ITV News 11 June 2024
[0:00 – 0:22] Robert Murphy (ITV News): Cameras are seldom allowed into this secret location. The storehouse which is home to the files of Avon and Somerset Police’s 31 unsolved murders. On these shelves, in the boxes, are there answers to who killed Shelley Morgan? The question has tormented her family since the moment she vanished 40 years ago today.
[0:23 – 0:34] Detective Inspector Dave Marchant (Avon & Somerset Police): Shelley was a mother of two young children. She was 33 years old at the time of her disappearance on the 11th of June 1984. She was an American citizen who had travelled the world but then come to reside in England where she was married and had her children.
[0:35 – 0:40] Detective Inspector Dave Marchant (Avon & Somerset Police): She resided in Bristol with her children and her husband was living in Wales renovating another address.
[0:41 – 1:06] Robert Murphy (ITV News): The details of Shelley’s disappearance were always sketchy. She left her home in Dunkery Road in Bedminster shortly after 8.30am on June 11th 1984 with her children who then went to school. Then witness accounts differ. One person thought she caught a bus into Bristol. Another was convinced they spoke with Shelley on a bus to Long Ashton. The mum got off around 11.15am. She was seen speaking with a van driver moments later.

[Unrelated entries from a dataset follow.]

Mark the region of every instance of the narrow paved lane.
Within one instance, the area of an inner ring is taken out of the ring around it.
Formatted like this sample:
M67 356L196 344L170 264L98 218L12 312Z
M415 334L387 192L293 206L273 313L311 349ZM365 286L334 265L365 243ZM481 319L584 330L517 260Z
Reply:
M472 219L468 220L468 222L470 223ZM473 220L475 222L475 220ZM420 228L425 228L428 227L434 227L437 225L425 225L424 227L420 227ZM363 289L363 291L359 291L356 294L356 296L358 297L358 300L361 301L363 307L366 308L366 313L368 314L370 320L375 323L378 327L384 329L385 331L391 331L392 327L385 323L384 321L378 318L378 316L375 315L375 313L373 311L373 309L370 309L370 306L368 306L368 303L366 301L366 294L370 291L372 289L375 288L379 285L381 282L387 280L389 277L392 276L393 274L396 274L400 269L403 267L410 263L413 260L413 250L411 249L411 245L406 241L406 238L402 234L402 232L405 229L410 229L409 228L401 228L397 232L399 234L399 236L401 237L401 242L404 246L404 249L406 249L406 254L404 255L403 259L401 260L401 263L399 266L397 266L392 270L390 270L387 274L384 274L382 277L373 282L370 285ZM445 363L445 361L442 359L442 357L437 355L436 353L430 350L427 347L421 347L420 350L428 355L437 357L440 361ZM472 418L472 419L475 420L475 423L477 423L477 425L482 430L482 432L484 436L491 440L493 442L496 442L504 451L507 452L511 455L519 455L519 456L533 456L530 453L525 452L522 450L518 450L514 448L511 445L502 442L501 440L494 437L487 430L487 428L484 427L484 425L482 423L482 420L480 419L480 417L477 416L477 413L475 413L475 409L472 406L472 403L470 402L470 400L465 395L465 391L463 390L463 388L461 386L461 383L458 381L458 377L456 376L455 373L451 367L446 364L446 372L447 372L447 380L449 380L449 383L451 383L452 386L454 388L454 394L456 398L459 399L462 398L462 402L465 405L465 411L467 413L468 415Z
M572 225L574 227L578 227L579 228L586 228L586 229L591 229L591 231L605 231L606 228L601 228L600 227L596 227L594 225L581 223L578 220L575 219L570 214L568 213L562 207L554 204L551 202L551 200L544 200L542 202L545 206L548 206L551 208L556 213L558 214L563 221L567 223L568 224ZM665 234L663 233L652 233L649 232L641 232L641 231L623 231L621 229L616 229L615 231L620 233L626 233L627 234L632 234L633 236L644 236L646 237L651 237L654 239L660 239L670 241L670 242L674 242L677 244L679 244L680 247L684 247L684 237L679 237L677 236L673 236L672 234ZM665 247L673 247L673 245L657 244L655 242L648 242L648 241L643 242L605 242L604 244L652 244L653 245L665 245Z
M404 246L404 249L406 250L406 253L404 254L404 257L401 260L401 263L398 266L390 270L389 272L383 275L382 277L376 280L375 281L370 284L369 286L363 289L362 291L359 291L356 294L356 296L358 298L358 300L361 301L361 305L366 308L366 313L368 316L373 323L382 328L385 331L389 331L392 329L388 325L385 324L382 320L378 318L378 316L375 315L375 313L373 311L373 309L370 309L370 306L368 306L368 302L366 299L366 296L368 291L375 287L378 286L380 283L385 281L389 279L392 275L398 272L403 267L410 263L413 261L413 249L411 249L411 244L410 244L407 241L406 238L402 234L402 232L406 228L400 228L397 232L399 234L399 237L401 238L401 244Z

[1:07 – 1:30] Robert Murphy (ITV News): A third person said she saw Shelley in a council-type van. Shelley was declared missing when she failed to pick up her children from school. [hoax call audio: Is in a watery grave. I’m not certain whereabouts.] Then there was this hoax call which police recorded a man claiming Shelley’s body was in a river. [hoax call audio: Also wrapped in a uh, uh sheet. You’ll be able to find her.]
[1:31 – 1:34] Robert Murphy (ITV News): The truth was discovered in October that year.
[1:35 – 1:41] Reporter (ITV News): Shelley Morgan’s decomposing body was found in a shallow grave here in this copse a long way from the nearest road.
[1:42 – 1:48] Robert Murphy (ITV News): With no CCTV and DNA a few years away, her killer has evaded justice for four decades.
[1:49 – 1:50] Robert Murphy (ITV News): Shelley’s sister made this plea a few years ago.
[1:51 – 2:13] Holle Brian (Shelley’s sister): As long as we carry Shelley in our hearts, she’ll always be with us. But we’re all getting older, and the time is going to come when all those doors are closed. We beseech you, if you know anything about what happened that day back in June of 1984, please come to the police. Maybe you were afraid to speak out at the time. Maybe your situation has changed.
[2:14 – 2:25] Robert Murphy (ITV News): Forensics are tricky, but Gary Mason who as a detective ran Shelley’s missing person inquiry in June 84 and then set up the forces cold case team, says there is hope.
[2:25 – 2:43] Gary Mason (ex-detective): One never knows the way forensic develops. There are some old cases where they say there’s no forensic evidence and then with new forensic techniques they can find such minute bits of DNA and enhance it and get results. So I wouldn’t say never.
[2:44 – 3:02] Robert Murphy (ITV News): And police are still searching for some of Shelley’s belongings. Her clothes, her distinctive glasses and bag have never been found. Nor her camera. She was a keen photographer and artist. Police know its serial number. They’ve now ruled out any significance about postcards which they made in their last appeal a few years ago.
[3:03 – 3:28] Robert Murphy (ITV News): Police do have some working assumptions. The first being that Shelley’s killer had links with both Leigh Woods, from where she was likely abducted, and Backwell, where her body was found months later. And while forensics are challenging, police believe the pivot point in this case could be in somebody’s conscience. Either that of her killer, or more likely, in the person in whom he confided, perhaps even decades ago.
[3:29 – 3:32] Robert Murphy (ITV News): Robert Murphy, ITV News.